Thursday, October 18, 2007

Problem Solving, Man-Style

Today at school, a regular education teacher found himself extremely frustrated (to put it mildly) when one of my EBD students refused to do any work in class and would only reply with a shrug when asked, “How can I help?” In fact, he told me that this student has not uttered a word to him in the six weeks we've been in school (he only gets shrugs, and he is tired of it.) The student later explained (to me) the reason for today's problem (it was a group project, and he doesn’t get along well in groups), I insisted that he go to the teacher and explain. Because he was terrified to do so (he prefers shrugging), I offered to go with him. It took some time, not to mention rehearsal and a pull-back-out-in-the-hall pep talk to finally get him to express his need to work alone to the teacher, who responded perfectly (There is a God!). So, it was a wonderful, rewarding experience for me and a real sign of growth for the student, who started the exchange with about 15 seconds of catatonia and ended it with a gentle smile and a huge sigh of relief.

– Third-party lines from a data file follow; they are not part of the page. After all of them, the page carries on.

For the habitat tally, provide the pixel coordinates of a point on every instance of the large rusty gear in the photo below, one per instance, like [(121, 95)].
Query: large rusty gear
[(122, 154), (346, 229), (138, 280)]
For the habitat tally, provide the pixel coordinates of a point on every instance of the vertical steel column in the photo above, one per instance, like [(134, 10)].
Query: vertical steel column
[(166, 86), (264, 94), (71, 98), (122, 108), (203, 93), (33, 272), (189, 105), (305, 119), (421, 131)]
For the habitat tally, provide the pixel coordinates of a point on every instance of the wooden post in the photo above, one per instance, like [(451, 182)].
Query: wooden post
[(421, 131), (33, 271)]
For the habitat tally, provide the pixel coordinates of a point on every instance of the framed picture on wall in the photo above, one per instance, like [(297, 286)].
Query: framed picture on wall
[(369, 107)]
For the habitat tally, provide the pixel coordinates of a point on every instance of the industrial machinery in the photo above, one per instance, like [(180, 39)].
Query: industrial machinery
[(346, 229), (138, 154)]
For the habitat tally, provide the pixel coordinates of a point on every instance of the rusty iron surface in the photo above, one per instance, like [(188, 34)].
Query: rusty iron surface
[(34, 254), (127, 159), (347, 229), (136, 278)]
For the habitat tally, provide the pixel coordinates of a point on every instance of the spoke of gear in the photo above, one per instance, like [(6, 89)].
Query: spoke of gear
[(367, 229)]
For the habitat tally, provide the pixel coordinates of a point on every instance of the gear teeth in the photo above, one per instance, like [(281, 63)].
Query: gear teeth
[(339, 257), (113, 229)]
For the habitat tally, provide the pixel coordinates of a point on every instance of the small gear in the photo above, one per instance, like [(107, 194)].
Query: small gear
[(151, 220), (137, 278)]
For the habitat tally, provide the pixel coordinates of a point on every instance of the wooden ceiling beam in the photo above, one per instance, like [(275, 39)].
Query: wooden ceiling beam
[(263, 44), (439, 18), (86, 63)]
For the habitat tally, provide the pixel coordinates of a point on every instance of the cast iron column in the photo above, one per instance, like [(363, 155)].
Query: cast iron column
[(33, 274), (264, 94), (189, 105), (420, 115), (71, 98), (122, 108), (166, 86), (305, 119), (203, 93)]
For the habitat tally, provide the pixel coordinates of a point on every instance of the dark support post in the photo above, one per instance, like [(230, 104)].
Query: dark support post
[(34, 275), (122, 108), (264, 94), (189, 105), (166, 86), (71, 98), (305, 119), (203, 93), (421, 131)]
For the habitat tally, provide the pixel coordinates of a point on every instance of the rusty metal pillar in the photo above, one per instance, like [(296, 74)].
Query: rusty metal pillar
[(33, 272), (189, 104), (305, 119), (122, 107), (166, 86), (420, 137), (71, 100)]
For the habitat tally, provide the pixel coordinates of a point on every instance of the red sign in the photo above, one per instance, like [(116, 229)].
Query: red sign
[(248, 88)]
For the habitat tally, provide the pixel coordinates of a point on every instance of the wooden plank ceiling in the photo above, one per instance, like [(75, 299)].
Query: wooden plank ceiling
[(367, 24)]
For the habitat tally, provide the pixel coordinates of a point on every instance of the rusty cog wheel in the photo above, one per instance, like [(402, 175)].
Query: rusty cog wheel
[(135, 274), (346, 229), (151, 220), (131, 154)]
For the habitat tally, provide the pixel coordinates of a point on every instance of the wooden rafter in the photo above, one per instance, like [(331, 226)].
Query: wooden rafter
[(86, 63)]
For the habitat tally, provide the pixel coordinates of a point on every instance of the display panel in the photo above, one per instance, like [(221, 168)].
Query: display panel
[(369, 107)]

I finally made it to my room, where my high-functioning cognitively disabled students were patiently waiting for me. I took the opportunity to share why I was late. Since the class is a social skills class, I thought it would be good to talk about the situation. I explained that teachers cannot solve problems if students don’t communicate. I pointed out, “It was very hard for Mr. M when he couldn’t solve the problem. Why?” [Silence.] I continued, “Because men are kind of ‘wired’ a certain way. When a man is faced with a problem, what does he really want to do?”

Of course, here I was expecting the appropriate Men Are From Mars, Women Are From Venus response, which is “Men facing a problem really want to fix it.” Instead, Amy cheerfully offered, “Get drunk?” Priceless.